Welcome to the Friday Roundtable, where we want to hear about your tea experience. Each week we present a topic that affects us all as tea business owners and tea consumers. Let’s talk tea.
This week we’re thinking about water. The importance of water cannot be underestimated when it comes to tea preparation. Too hot and you’ve boiled your greens. Too cool and you’ve left the complex flavors sitting in your pile of tea leaves. Too many minerals in the water and you’ve dulled the taste. “Dead” water, that’s been boiled multiple times, is also said to ruin the taste.

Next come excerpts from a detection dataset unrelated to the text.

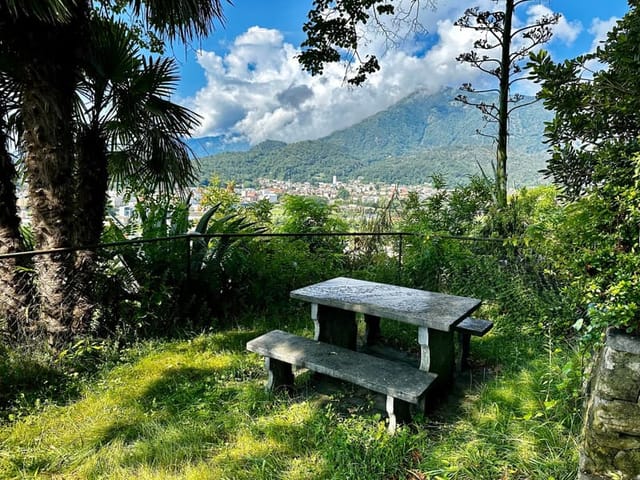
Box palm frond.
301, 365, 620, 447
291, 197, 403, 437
0, 0, 81, 23
130, 0, 232, 43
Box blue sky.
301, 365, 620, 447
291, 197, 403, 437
173, 0, 628, 144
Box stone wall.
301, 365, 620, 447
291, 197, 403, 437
578, 329, 640, 480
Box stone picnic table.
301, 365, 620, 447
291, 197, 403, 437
290, 277, 481, 385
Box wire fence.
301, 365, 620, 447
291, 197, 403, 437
0, 232, 562, 337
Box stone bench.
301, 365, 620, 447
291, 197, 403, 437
454, 317, 493, 370
247, 330, 436, 433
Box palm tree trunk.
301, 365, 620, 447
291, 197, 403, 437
22, 42, 77, 341
24, 85, 74, 337
74, 125, 109, 325
0, 111, 31, 338
20, 0, 90, 343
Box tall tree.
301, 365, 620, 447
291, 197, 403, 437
455, 0, 560, 208
298, 0, 435, 85
0, 0, 229, 344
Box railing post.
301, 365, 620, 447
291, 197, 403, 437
397, 233, 403, 284
186, 235, 191, 283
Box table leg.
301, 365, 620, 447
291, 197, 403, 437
364, 314, 382, 345
418, 327, 455, 385
311, 304, 358, 350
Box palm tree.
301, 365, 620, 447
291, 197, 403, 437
0, 86, 29, 336
0, 0, 229, 340
73, 19, 197, 325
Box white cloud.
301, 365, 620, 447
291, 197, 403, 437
186, 11, 490, 143
527, 3, 583, 45
589, 17, 620, 52
185, 0, 584, 144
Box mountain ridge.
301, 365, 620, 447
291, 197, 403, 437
195, 89, 551, 186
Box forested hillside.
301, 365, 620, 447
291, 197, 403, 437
201, 89, 550, 186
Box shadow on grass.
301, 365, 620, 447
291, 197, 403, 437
85, 350, 336, 479
0, 349, 78, 419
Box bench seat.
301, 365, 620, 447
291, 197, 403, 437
454, 317, 493, 370
247, 330, 437, 432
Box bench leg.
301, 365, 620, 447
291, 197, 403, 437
264, 357, 293, 392
364, 314, 382, 345
456, 332, 471, 371
418, 327, 456, 394
387, 395, 411, 435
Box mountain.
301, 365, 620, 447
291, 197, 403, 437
200, 89, 551, 186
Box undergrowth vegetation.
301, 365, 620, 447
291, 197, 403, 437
0, 312, 580, 480
0, 179, 585, 480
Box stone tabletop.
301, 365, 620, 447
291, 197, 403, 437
291, 277, 481, 332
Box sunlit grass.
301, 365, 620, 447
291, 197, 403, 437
0, 316, 579, 480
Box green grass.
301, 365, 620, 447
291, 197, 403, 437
0, 320, 580, 480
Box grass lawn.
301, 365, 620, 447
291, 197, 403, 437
0, 318, 580, 480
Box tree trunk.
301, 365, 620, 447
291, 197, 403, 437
0, 111, 31, 337
74, 126, 109, 325
21, 12, 85, 342
496, 0, 514, 208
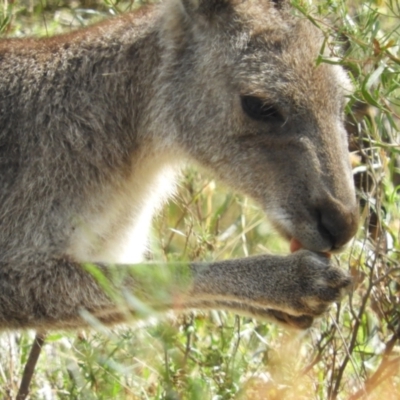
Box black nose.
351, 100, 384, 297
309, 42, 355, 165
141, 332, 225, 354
317, 201, 358, 250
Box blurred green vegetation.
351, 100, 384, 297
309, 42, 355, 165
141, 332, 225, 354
0, 0, 400, 400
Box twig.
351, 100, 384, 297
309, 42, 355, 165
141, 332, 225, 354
16, 333, 46, 400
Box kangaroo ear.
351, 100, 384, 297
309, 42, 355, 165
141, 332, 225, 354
181, 0, 233, 17
180, 0, 288, 17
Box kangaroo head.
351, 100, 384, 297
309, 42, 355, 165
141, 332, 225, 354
159, 0, 358, 251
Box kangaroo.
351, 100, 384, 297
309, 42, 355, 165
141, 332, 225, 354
0, 0, 358, 330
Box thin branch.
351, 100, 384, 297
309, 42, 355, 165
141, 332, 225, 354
16, 333, 46, 400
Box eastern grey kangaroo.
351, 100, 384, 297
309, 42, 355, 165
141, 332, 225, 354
0, 0, 358, 329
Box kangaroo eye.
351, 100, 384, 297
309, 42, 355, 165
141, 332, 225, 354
241, 96, 284, 122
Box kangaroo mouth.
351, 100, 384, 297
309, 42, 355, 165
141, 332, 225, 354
290, 238, 332, 258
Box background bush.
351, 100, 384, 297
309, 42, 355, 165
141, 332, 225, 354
0, 0, 400, 400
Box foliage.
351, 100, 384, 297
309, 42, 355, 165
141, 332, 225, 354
0, 0, 400, 400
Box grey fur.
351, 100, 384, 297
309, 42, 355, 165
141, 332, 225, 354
0, 0, 357, 329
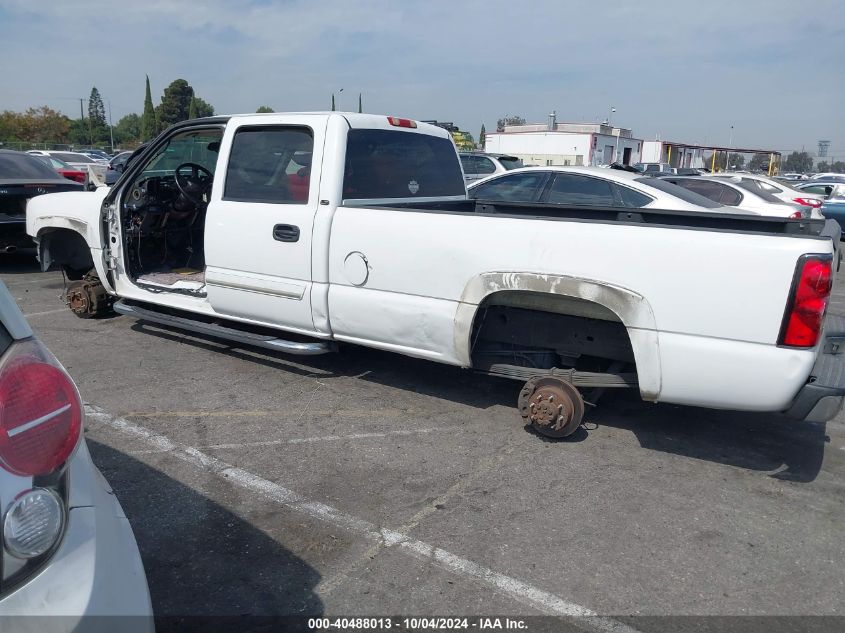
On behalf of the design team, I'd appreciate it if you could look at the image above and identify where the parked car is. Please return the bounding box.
[713,173,824,218]
[74,149,111,163]
[0,149,83,253]
[822,198,845,235]
[661,176,811,218]
[459,152,522,182]
[794,179,845,200]
[28,150,107,190]
[33,154,88,185]
[467,167,743,213]
[810,171,845,182]
[634,163,675,174]
[0,282,153,633]
[27,112,845,437]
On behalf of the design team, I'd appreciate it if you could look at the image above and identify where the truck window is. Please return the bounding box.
[616,184,654,209]
[549,174,615,207]
[343,130,466,200]
[469,171,548,202]
[223,125,314,204]
[136,130,222,182]
[475,156,496,176]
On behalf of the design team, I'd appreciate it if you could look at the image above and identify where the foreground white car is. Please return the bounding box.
[0,283,153,633]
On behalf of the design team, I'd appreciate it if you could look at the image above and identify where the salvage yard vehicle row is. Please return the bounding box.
[27,113,845,436]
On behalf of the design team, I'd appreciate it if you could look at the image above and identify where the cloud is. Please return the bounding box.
[0,0,845,152]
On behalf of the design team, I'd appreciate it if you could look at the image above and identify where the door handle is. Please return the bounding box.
[273,224,299,242]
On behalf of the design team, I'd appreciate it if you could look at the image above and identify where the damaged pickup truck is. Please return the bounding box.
[27,112,845,437]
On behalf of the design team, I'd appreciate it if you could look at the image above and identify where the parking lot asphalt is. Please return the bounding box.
[0,255,845,630]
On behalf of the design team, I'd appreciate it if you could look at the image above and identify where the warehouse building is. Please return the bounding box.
[484,112,643,166]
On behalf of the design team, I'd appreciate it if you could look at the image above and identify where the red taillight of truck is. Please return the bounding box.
[778,255,833,347]
[0,340,82,476]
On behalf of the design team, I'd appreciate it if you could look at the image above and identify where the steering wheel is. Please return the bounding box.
[173,163,214,206]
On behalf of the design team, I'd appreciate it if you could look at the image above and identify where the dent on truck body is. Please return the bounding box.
[455,272,661,400]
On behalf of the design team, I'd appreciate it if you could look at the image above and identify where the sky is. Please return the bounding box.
[0,0,845,160]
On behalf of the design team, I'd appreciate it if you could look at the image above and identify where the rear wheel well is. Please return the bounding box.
[38,229,94,279]
[470,291,635,372]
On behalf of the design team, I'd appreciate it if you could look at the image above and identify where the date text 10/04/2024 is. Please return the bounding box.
[308,617,528,631]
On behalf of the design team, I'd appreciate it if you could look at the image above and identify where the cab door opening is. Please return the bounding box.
[121,128,223,296]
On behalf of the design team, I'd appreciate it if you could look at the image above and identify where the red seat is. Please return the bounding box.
[288,167,311,202]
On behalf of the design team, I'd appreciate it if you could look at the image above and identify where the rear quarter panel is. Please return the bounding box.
[329,207,831,410]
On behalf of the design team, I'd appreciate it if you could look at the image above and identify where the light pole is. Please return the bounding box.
[725,125,734,171]
[109,99,114,154]
[610,108,622,163]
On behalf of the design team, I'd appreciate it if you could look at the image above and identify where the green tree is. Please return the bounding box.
[68,119,91,145]
[156,79,194,128]
[748,154,769,172]
[194,97,214,119]
[88,86,107,128]
[496,114,525,132]
[0,110,21,142]
[114,114,141,145]
[783,152,813,173]
[141,75,158,141]
[728,154,745,169]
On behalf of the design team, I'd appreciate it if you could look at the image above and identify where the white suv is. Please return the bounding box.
[460,152,523,182]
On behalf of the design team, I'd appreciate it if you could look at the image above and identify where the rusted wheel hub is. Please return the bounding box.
[517,376,584,437]
[65,277,112,319]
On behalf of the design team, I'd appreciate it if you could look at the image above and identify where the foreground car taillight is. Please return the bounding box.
[0,340,82,477]
[792,198,822,209]
[778,255,833,347]
[3,488,65,558]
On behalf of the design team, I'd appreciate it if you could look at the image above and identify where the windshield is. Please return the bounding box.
[634,178,723,209]
[141,129,223,178]
[0,152,64,180]
[343,130,466,200]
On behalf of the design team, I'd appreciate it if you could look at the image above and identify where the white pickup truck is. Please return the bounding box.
[27,112,845,437]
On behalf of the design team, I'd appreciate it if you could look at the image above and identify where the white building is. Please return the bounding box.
[484,113,643,166]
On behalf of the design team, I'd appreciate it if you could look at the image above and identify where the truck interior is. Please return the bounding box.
[121,128,311,296]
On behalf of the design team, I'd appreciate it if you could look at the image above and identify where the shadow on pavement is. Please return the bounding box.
[587,392,830,483]
[132,321,829,482]
[0,248,41,275]
[88,439,323,633]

There are many questions we could have asked about this topic. For example, we could have asked you to confess to your propensity to microwave your water (shame, shame). Instead, we wanted to ask about how you ensure you have the best quality water.
Some tea makers will only utilize bottled water, an expensive prospect for heavy tea drinkers. There are purifiers in pitcher form like Brita and PUR. There are advanced models that are plumbed into your pipes. Newer versions, like Brondell’s H20+ Cypress, aim to reduce the plumbing challenges by sitting on the countertop and connecting to the faucet.
I’ve tried all of these methods. How about you? What is your preferred way of obtaining high quality water for your tea?
2 responses to “Friday Roundtable: Water, water everywhere”
Here’s what I know:
– at boiling, all dissolved O2 is gone, as the water cools, it dissolves back into the water
– there is no proof that a higher amount of dissolved O2 is beneficial to taste
– Tocklai suggests that “over boiling” water “reduced the acidity of water by gradually driving out CO2.
– too many or too little minerals will affect taste and many cafes will filter everything out of the water and add beneficial minerals back in (Calcium, Potassium, Sodium, etc).
I am fortunate to live in Hawaii with an abundance of rainfall (120″ or more a year). We catch this water from our roof and store it in a coated cement cistern. Our water is then sediment filtered and ran through an ultra violate filter. Finally it is filtered with reverse osmosis and used for drinking and brewing tea. In my opinion it is wonderful. A clean pure water with no harsh tastes. When I brew tea in other places it’s not the same. It seems to me the true essence of the leaf comes forth with purified rain forest water. This tropical rain is also the source of hydration for our wonderful tea garden.